Dental crowns metal detecting?? That’s unusual!😅 As a dentist I send dental scrap to Garfield refining. They melt, assay and give you the value of Au, Pt, Pd, Ag. Minus 5% for processing. They will send a check or bullion. In fact I’m sending a batch today but keeping the yellow gold ones for now. The white gold can be any % range of gold, palladium is very common in high nobel alloys, but gold can be even 40%+ in the silver looking ones, or they can be all base metals, chrome, cobalt, nickel. The palladium values I get sometimes are nothing to sneeze at and can be as much as the gold values. Maybe I’ll try refining yellow gold crowns someday. Practicing on gold fingers first from eWaste. Still learning and no time to process!

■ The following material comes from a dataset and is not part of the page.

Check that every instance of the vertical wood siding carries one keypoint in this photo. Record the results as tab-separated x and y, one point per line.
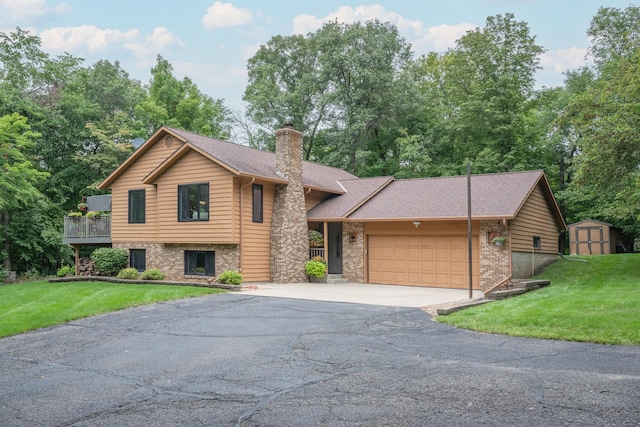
534	219
131	179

My advice if you don’t really need the cash from your scrap keep it until you have time to learn how to either refine it or melt it and sell on after taking a drill sample at least.
 
Dental crowns metal detecting?? That’s unusual!😅 As a dentist I send dental scrap to Garfield refining. They melt, assay and give you the value of Au, Pt, Pd, Ag. Minus 5% for processing. They will send a check or bullion. In fact I’m sending a batch today but keeping the yellow gold ones for now. The white gold can be any % range of gold, palladium is very common in high nobel alloys, but gold can be even 40%+ in the silver looking ones, or they can be all base metals, chrome, cobalt, nickel. The palladium values I get sometimes are nothing to sneeze at and can be as much as the gold values. Maybe I’ll try refining yellow gold crowns someday. Practicing on gold fingers first from eWaste. Still learning and no time to process!

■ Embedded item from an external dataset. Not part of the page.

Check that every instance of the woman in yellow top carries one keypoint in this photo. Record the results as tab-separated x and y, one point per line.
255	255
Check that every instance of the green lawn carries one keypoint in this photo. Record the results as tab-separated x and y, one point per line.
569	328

Dental crowns from metal detecting... maybe the rest of the mob hit's skeleton was a little deeper underground!! :O This... wasn't in NJ, was it? Because... well... the Pine Barrens has a LOT of bodies hidden in it... o________o
 
Dental crowns metal detecting?? That’s unusual!😅 As a dentist I send dental scrap to Garfield refining. They melt, assay and give you the value of Au, Pt, Pd, Ag. Minus 5% for processing. They will send a check or bullion. In fact I’m sending a batch today but keeping the yellow gold ones for now. The white gold can be any % range of gold, palladium is very common in high nobel alloys, but gold can be even 40%+ in the silver looking ones, or they can be all base metals, chrome, cobalt, nickel. The palladium values I get sometimes are nothing to sneeze at and can be as much as the gold values. Maybe I’ll try refining yellow gold crowns someday. Practicing on gold fingers first from eWaste. Still learning and no time to process!

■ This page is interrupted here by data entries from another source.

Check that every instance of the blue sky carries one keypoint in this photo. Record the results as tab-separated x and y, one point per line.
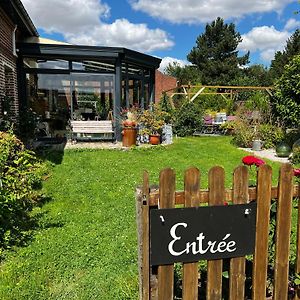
166	28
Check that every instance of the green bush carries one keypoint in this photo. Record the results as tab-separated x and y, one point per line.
20	178
296	156
244	134
188	119
271	135
286	102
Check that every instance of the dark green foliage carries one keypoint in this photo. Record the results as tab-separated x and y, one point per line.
286	102
271	135
215	53
188	119
185	74
257	75
86	244
7	122
281	59
244	134
19	179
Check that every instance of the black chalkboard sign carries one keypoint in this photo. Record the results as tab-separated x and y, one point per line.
193	234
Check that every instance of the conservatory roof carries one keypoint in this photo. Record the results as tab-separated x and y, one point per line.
66	51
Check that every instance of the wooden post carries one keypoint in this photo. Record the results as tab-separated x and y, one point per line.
259	275
237	265
142	211
283	231
297	268
216	179
192	199
167	200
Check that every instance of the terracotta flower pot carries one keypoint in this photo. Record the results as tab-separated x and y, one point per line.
129	136
129	123
154	139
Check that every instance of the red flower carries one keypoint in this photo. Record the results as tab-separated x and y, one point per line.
297	172
250	160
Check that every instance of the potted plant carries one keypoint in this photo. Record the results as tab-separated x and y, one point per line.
129	123
151	124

Dr. A your not in PA? My dentist is a Dr. A.
From them detecting the beach, must have been in the ashes.
 
I still have some silver-greyish colored dental scraps here which I tried to dissolve. I know there is some Pd in them but as I researched the compositions of those dentals I found they are often aloyed with many, many metals which will cause cementation, not disolve in nitric or AR and so on. I was not able to disolve my pieces with hot nitric or AR at all. Those alloyed metals are are true pain sometimes for recovery. Reminds me of the tungsten problems with some older CPUs.